The pressure to publish or damage has led some troubled researchers to pay fake papers to fill out their CV.
Worse, some of these fake papers are being published in reputable scientific journals.
A computer program designed to detect this type of research shows that many continue to repeat what their peers are doing.
The study was published as a pre-printed paper and is awaiting peer review, but if the results are confirmed, they are very concerning.
Using artificial intelligence, researchers trained a computer to look for several red flags that are often seen in fraudulent papers submitted to scientific journals.
After the tool was able to pick out red flags with 90 percent accuracy, it was used to include nearly 5,000 neuroscience and medical papers published in 2020.
The tool listed 28 percent as manufactured or painted.
If this applied to all 1.3 million biomedical papers published in 2020, more than 300,000 would have been identified.
Not all of these flags are false, but they help identify more suspicious studies that should be looked at more closely by reviewers.
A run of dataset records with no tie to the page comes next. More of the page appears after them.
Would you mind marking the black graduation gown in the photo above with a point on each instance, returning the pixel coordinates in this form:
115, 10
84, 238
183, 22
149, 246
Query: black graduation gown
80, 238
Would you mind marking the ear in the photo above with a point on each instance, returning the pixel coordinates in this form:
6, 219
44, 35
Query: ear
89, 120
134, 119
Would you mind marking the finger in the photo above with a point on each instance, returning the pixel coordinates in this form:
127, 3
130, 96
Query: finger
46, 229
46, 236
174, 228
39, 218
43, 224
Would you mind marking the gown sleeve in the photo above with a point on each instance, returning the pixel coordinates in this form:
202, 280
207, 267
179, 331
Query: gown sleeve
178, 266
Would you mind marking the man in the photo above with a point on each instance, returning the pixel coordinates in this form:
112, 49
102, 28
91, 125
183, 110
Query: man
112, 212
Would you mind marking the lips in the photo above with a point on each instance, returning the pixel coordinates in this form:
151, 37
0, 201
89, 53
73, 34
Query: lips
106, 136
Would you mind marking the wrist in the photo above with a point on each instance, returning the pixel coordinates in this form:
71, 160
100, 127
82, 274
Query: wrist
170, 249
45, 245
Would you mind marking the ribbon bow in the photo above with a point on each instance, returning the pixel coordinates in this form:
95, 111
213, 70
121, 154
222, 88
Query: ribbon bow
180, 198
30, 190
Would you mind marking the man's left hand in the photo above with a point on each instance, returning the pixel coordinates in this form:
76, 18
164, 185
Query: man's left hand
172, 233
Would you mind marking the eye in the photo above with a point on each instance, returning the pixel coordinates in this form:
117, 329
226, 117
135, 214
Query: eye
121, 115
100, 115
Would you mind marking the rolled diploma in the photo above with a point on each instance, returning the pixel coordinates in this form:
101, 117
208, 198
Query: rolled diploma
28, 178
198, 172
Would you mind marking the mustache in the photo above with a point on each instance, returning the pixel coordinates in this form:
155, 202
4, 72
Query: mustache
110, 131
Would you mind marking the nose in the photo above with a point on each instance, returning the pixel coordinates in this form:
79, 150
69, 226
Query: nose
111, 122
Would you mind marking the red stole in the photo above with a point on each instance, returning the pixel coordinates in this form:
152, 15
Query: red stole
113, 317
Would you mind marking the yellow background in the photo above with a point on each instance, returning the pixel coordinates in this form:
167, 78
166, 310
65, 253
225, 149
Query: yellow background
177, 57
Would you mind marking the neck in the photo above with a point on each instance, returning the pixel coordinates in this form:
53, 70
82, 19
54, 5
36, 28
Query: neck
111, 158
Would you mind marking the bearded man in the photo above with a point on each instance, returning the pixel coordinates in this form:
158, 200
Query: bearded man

Out of every 100 papers with red flags for the new tool, about 63 were false, and 37 were true.
Psychologist Bernhard Sabel from the Otto-von-Guericke University of Magdeburg in Germany is one of the study’s lead authors and editor of the neurology journal.
He, like many others, has been struggling with the recent rise of fake papers. But even Sabel was surprised by the initial numbers of his instrument.
“It’s hard to believe,” he said Science.
Sabel and her colleagues are blaming the ‘paper makers’ for this fraud. Paper machines advertise themselves as ‘educational support’ services, but in reality, they use AI to develop and sell fake news to researchers.
The prices of counterfeit papers can range from US$1,000 to US$25,000.
The quality of these studies is often poor but sufficient to merit peer review, even in established journals.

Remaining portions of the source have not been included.